Authorities are not yet saying if that’s what happened to Precious Wallaces, a sixth-grader at the Consentino School in Haverhill who became extremely ill, very quickly, in the early hours Saturday, Dec. 15. The 11-year-old “ate a bunch of candy,” according to a 911 caller, before getting violently sick.

Precious was taken from an apartment in Lawrence to the hospital, then transferred to Tufts Medical Center in Boston, where she died three days later. The Essex County district attorney’s office has acknowledged exposure to toxic substances, including fentanyl, as a possible cause under investigation.

If that’s what happened, she would not be the first child in our region so stricken. Last spring police in Windham arrested a couple whose 20-month-old son died from ingesting opioids and cocaine. During an investigation of the boy’s sudden illness on May 25, police say his mother, Christen Gelinas, told them he’d been playing outside when she noticed him with a “clear plastic baggie containing a white, rock-like substance.” The toddler died shortly after being taken to the Catholic Medical Center in Manchester, N.H.

Gelinas and Joshua Garvey were initially arrested on charges of drug possession and distribution, after police say they found heroin, cocaine, crack and Suboxone in their Manchester apartment. The couple now face charges in connection with the death of their son.
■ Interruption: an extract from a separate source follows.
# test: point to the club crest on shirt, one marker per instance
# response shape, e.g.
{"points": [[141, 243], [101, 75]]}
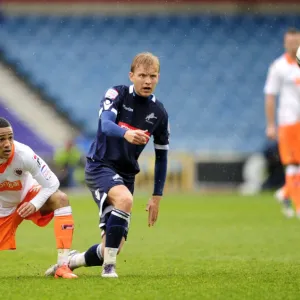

Any fatal overdose is tragic. Those afflicting children are especially wrenching since the victims are blind to the cause. How can a child understand the potency of opioids such as fentanyl, which are so powerful in such small amounts that first-responders approach areas where the drugs are thought to be present with same caution they use around hazardous industrial materials?

Exposure doesn’t always happen at home, either. For Alton Banks, age 10, investigators believe it occurred in his neighborhood, somewhere along his walk home from a community swimming pool in Miami last year. He got sick shortly after arriving home and died at the hospital later that evening. An autopsy confirmed the boy had fentanyl in his body.

Cases of children who die from opioid exposure attract a lot of attention — the death of Alton Banks was a national news story — but research suggests many more instances of lesser known, non-fatal overdoses. Those cases have been increasing, just as they have among adults.

A study reported earlier this year by the American Academy of Pediatrics described a growing number of children sent to the hospital because of opioid exposure. Researchers looking at national data drawn from 31 children’s hospitals found 1,504 cases of opioid poisoning from 2012 to 2015 — up from 797 in 2004 to 2007. The study actually noted a slight decline in the number of opioid-related deaths among those patients.

The research underscores the need to fortify opioid abuse prevention programs for teenagers and adolescents. Those writing the study also emphasized the vulnerability of young children to accidental exposure given their “exploratory nature.” Young children, in other words, are prone to put things in their mouths. They touch things and put their fingers in their mouths.

Unfortunately there is no absolute shield for children from the risk of opioid exposure. There absolutely should be accountability for adults who introduce illegal drugs into their worlds, or who allow children to wander into danger.

Still, at another level, these sad cases underscore the urgency in addressing the opioid crisis throughout our communities. The best protection for our children is to reduce the possibility of stumbling across these drugs, if we cannot eliminate it entirely.